Automation will make your operation more resilient in times of high volume. Without an automated solution, a single breach can quickly overwhelm dispute-management processes that rely on multiple manual touch points.

It’s also crucial to cross-train your back-office staff and distribute duties to help avoid bottlenecks or delays when an unexpected absence takes key personnel out of the office for extended periods. Relying on one person to manage all of your dispute processes creates significant operational risk.

  1. Gain insights through reporting and analysis

The ability to track and report on dispute activity is imperative. This is very difficult with Excel and other traditional solutions. FIs should be able to create reports on both fraud and non-fraud disputes, including adjustment-transaction reporting for both current-day and historical activity with a simple yet comprehensive tool.

An FI’s dispute-management process should also support management oversight by allowing visibility into your fraud volume, including automated alerts for dramatic changes in activity like sudden increases.

Traditional dispute management doesn’t do much to shed light on the financial impact of fraud. The right technology will track the outcome of a dispute at the transaction level, helping management understand and monitor fraud losses—which is crucial in the face of a significant breach. Furthermore, understanding the fraud activity associated with each data breach is valuable when trying to grasp the magnitude of the event and its impact on the FI.

  1. Maintain compliance

Automating dispute processes can help ensure your FI remains compliant with both Reg E (for debit cards) and Reg Z (for credit cards). Your dispute-administration solution should include comprehensive compliance reporting to provide a full audit of all activity. Anything less leaves you at risk.
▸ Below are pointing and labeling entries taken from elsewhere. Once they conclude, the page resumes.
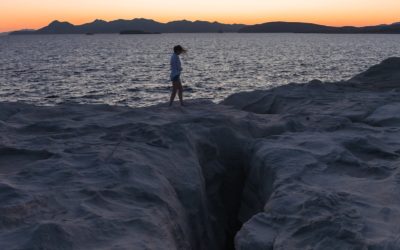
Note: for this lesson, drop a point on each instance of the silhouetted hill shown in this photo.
(184, 26)
(293, 27)
(147, 25)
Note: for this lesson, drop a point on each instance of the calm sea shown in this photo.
(134, 69)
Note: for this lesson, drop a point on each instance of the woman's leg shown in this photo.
(180, 92)
(173, 94)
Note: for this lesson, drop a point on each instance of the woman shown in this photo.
(176, 69)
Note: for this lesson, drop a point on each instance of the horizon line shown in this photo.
(188, 20)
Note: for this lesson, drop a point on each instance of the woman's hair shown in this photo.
(179, 48)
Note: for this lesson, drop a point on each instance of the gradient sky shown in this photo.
(20, 14)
Even if you’ve never had a compliance violation, outdated procedures pose operational risk that can—and will—be exposed when there is a significant influx in fraud due to a breach.

  1. Upgrade your technology

A technology solution that integrates with your core, card processor, customer-service portal, and other archives and tools can help you leverage existing data to streamline dispute processes and reduce the effort to resolve disputes.
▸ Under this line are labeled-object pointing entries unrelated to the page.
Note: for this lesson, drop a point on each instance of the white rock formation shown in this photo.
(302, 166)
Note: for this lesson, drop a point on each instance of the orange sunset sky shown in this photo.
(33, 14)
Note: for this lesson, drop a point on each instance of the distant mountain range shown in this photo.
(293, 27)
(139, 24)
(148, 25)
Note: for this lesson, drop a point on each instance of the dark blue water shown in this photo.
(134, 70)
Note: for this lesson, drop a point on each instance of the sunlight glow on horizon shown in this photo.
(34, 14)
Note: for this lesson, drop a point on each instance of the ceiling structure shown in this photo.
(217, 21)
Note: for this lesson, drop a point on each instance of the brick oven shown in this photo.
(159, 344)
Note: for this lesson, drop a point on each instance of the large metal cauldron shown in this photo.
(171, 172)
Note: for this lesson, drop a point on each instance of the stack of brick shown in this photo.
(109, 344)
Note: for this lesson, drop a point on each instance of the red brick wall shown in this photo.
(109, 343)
In addition, consider the pros and cons of in-house dispute-management software versus the software-as-a-service (SaaS) model. The former might feel safer or more reliable, because all data remains on your network, but robust SaaS processing has become a secure and accepted option. Many factors play into this discussion, including technical expertise and systems-integration requirements.

For the vast majority of community FIs, the dispute-resolution process is in dire need of an overhaul. It’s time to leverage technology to more efficiently and accurately manage disputed transactions. Fraud is an unpleasant reality, and will continue to be so for the foreseeable future. But the workload fraud creates doesn’t have to be as unpleasant or unmanageable as it is today. It’s time to tame the beast!

—Brad Johnson is director, solutions consulting, at Centrix Solutions Inc., Lincoln, Neb., a unit of Q2 Software Inc., Austin, Texas.